In the anime business, opinions about Nishizaki vary. Plenty point to the Tezuka swipe as a major point of contention. After Nishizaki's death, an uncredited set of remarks attributed to Yoshiyuki Tomino complained about the producer's pushiness but admired his keen business sense. I interviewed Noboru Ishiguro, who worked as animation director for Nishizaki for a portion of Yamato, in 2002-- Ishiguro remembered the relationship fondly enough, recalling a workaholic who excelled at getting unruly groups of auteurs working together, and a party animal who loved to overspend on lavish, showbizzy promotional events, invariably involving pretty girls. Nishizaki's relationship with Yamato artist Leiji Matsumoto was considerably more acrimonious-- Nish's production of Yamato 2520 and Matsumoto's somehwhat concurrent Great Yamato would spark a legal battle that would take the better part of a decade. Nishizaki was ultimately the victor, despite Matsumoto's unflinching remark of "Without my contributions, Yamato wouldn't have survived for even a minute." Hilariously, the war would continue by proxy of pachinko machines; Nishizaki's company would splash the Yamato name all over machines, and in response, Matsumoto partnered with Venture Soft to promote his suspiciously familiar-looking Dai Yamato Zero-go project. I think it's a shame that the two men could never solve their differences - early on, Matsumoto was convinced that Yamato was his just as much as Nishizaki's, and had ambitious plans to weave his Captain Harlock and Galaxy Express characters into the Yamato narrative. Sadly, it wasn't to be.

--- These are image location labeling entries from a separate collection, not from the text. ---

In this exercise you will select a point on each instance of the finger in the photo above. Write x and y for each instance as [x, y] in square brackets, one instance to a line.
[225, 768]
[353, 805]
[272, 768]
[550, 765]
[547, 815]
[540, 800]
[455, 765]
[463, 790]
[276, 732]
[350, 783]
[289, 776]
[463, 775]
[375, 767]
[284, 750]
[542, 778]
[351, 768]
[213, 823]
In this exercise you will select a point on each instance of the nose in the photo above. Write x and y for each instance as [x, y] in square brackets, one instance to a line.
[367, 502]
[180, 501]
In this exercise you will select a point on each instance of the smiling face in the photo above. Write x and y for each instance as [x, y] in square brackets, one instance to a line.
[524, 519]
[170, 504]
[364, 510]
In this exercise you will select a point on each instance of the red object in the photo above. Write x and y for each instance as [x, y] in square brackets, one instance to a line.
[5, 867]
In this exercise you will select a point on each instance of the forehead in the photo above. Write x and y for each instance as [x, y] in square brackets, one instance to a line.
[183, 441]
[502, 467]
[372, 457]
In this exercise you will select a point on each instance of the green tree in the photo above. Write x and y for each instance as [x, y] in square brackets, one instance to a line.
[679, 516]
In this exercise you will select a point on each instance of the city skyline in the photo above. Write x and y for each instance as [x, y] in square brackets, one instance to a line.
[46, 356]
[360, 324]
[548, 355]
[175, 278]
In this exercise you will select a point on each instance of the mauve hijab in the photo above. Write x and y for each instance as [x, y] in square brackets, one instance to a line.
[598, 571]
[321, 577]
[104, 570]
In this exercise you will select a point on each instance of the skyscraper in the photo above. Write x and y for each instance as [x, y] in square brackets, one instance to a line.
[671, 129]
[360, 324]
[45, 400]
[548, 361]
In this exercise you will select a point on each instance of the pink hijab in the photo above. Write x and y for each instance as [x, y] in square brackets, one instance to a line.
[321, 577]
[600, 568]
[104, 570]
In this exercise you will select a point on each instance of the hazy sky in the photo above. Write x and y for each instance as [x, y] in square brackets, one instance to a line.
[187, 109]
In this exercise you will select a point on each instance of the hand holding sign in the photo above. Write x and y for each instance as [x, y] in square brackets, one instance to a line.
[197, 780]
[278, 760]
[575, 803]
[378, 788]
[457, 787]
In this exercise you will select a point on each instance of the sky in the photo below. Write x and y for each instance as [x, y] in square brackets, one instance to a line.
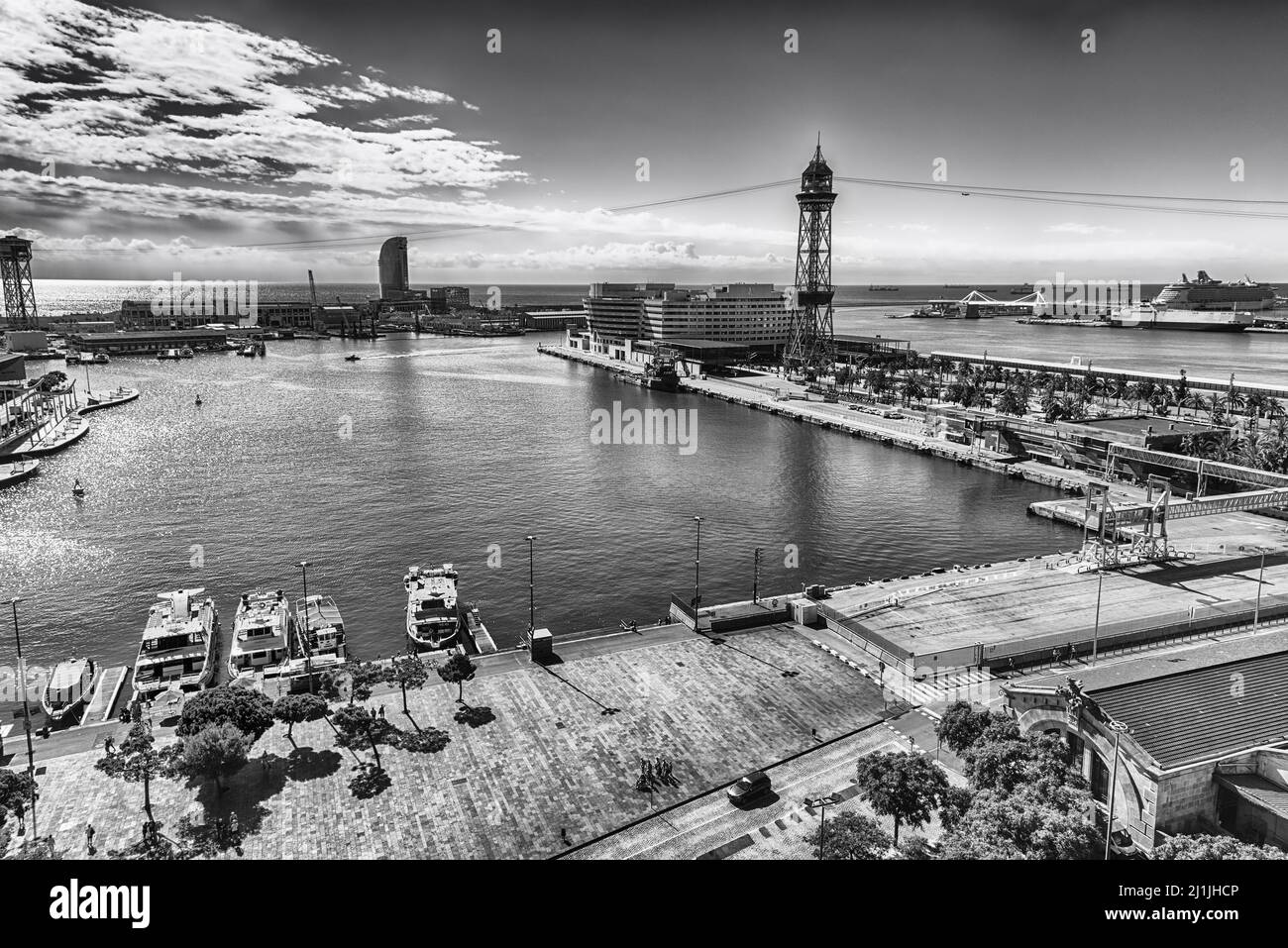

And what of Nishizaki's latest new company, Engaio? (Oh, Japan AV? That company went out of business, of course. Long story.) What about Yamato: Resurrection? Two years later, there's still no hint of a US release. I get asked about the Yamato live-action film almost every day, but there's no theatrical or DVD release of that one on the horizon, either. This greatly puzzles me, simply because these are high quality productions that would do well here in North America. The Yamato film, in particular, really impressed me with its high-toned visuals - even with a bare-bones subtitled theatrical campaign, this is a movie with the potential to wow American audiences used to Hollywood blockbusters. More than anything else, I feel like this is where Yoshinobu Nishizaki's absence is most keenly felt. He died a year ago this month, on the verge of seeing the live-action Yamato make splashdown, and while his adopted son, Shoji, has done a good job as custodian of the franchise - I have to admit, I really wish the premiere of Yamato 2199 didn't clash with Anime Boston, because I'd love to be in Japan to see it - the absence of the new films on these shores is inscrutable. A guy like Nishizaki wouldn't have just seen fans without their favorite space battleship; he just would've seen money disappearing, the longer the films remained unreleased and only available via piracy. I hope that Engaio and American companies like Voyager Entertainment can get this sorted out, because I'm really itching to go off to outer space once again. How about you?